Domanda: Cosa è successo a quel bambino?
K.R: Lo ha preso con un panno e lo ha buttato nella pattumiera.
D.E: Ricordo i piedi dei bambini muoversi e mi irritava: lui gli teneva i piedi, inseriva il forcipe dentro l’utero, stringeva il cranio del bambino e vedevi che le dita dei piedini si aprivano di scatto. Pensavo: “Oh mio Dio e poi le persone dicono che loro non sentono”. Ma come non sentono? Spesso ci guardavamo tra noi assistenti, ci scendevano le lacrime e ci dicevamo: Ma perché? Lui è così avido, pensavo. Per una aborto come quello si pagano quattrocento o cinquecento dollari
K.R: Se i pazienti pagavano lui faceva questi aborti.
Domanda: E tu hai mai assistito?
K.R: Sì e ricordo che dicevo: «Non voglio entrare, non voglio». E lui: «Tu puoi farcela e se non riesci gira la faccia di là».

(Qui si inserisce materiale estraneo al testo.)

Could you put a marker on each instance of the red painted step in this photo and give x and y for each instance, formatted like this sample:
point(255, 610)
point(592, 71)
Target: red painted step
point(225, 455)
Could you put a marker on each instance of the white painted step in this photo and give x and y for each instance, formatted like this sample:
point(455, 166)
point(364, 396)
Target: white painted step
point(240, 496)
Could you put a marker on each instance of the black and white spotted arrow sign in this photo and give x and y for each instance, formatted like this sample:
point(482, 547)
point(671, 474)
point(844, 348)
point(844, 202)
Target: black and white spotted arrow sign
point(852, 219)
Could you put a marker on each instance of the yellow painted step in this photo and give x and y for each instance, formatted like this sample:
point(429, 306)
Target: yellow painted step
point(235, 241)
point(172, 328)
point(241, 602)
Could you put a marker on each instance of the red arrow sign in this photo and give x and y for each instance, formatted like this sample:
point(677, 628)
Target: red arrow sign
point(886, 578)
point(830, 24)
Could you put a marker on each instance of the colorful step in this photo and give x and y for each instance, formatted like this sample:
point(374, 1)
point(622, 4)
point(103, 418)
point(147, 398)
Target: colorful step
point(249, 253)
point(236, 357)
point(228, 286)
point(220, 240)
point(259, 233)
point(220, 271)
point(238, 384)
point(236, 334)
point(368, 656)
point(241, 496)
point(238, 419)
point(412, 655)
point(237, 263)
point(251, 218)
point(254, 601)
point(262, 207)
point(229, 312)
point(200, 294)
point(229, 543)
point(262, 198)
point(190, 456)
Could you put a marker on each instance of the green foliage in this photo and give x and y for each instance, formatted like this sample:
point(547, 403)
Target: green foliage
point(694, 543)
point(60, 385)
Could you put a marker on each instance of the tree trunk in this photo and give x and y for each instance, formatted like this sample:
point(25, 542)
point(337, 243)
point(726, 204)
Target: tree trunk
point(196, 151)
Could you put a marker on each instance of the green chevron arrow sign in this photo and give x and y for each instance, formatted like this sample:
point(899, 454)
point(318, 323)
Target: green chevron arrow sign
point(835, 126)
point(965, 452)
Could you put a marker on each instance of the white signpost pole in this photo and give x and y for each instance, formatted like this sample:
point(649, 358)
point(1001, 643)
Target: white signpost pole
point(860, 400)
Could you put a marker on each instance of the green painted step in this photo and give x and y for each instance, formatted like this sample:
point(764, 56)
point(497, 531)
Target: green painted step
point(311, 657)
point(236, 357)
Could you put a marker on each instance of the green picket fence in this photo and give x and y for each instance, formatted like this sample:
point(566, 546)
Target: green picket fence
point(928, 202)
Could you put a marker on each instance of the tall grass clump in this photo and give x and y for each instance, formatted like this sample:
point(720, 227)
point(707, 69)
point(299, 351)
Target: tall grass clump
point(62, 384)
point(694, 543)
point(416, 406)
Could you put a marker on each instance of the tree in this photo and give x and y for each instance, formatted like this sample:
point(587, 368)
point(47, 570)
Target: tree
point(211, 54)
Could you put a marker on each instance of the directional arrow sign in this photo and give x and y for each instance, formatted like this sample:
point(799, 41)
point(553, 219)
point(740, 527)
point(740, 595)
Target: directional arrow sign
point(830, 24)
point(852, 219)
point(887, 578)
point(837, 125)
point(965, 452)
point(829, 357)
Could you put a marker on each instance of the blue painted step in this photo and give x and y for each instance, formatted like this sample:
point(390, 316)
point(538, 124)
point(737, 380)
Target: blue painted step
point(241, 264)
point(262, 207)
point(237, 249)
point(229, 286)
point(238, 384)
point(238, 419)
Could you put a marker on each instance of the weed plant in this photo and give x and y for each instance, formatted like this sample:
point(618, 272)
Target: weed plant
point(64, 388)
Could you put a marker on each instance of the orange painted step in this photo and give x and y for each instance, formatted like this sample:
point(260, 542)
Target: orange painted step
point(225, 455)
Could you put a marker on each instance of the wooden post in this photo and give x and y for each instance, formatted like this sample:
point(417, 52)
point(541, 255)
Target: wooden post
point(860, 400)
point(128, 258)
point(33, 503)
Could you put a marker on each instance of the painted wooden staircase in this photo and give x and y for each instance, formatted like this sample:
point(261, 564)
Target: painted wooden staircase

D.E: Spesso voleva fossi io a rispondere al telefono, perché sapeva che ero brava a parlare con le pazienti, così da convincerle a venire nella clinica… ma ci sono molte altre cose: spesso feriva le pazienti, lacerava gli uteri o le loro cervici senza dirglielo e quando venivano il giorno dopo le medicava, ma senza spiegare loro che aveva l’utero lacerato.
G.A: E se c’erano pazienti che facevano troppe domande preferiva che le addormentassimo.
D.E: L’unico commento che faceva era per ricevere altri soldi, la donna sentiva male? Mi diceva: «Vai a parlarle e dille che ha bisogno di essere addormentata». Non avevano scelta e dovevano poi pagare per l’intervento.
Domanda: Quindi tutti sapevano quello che succedeva, non solo voi.
G.A: Sì, tutti sanno.
D.E: Le donne che entravano qui non sapevano a cosa andavano incontro. Molte domandavano se loro figlio avrebbe sentito male e mi arrabbiavo perché mi dicevo: «Ma perché questo dovrebbe importarti se vieni qui a uccidere tuo figlio?». Perché farsi questa domanda? Certo qualcuno avrebbe potuto rispondere: «Sì, sente!», ma non era il nostro lavoro dirlo. Il nostro lavoro era mettere quella persona nel sacchetto dei rifiuti.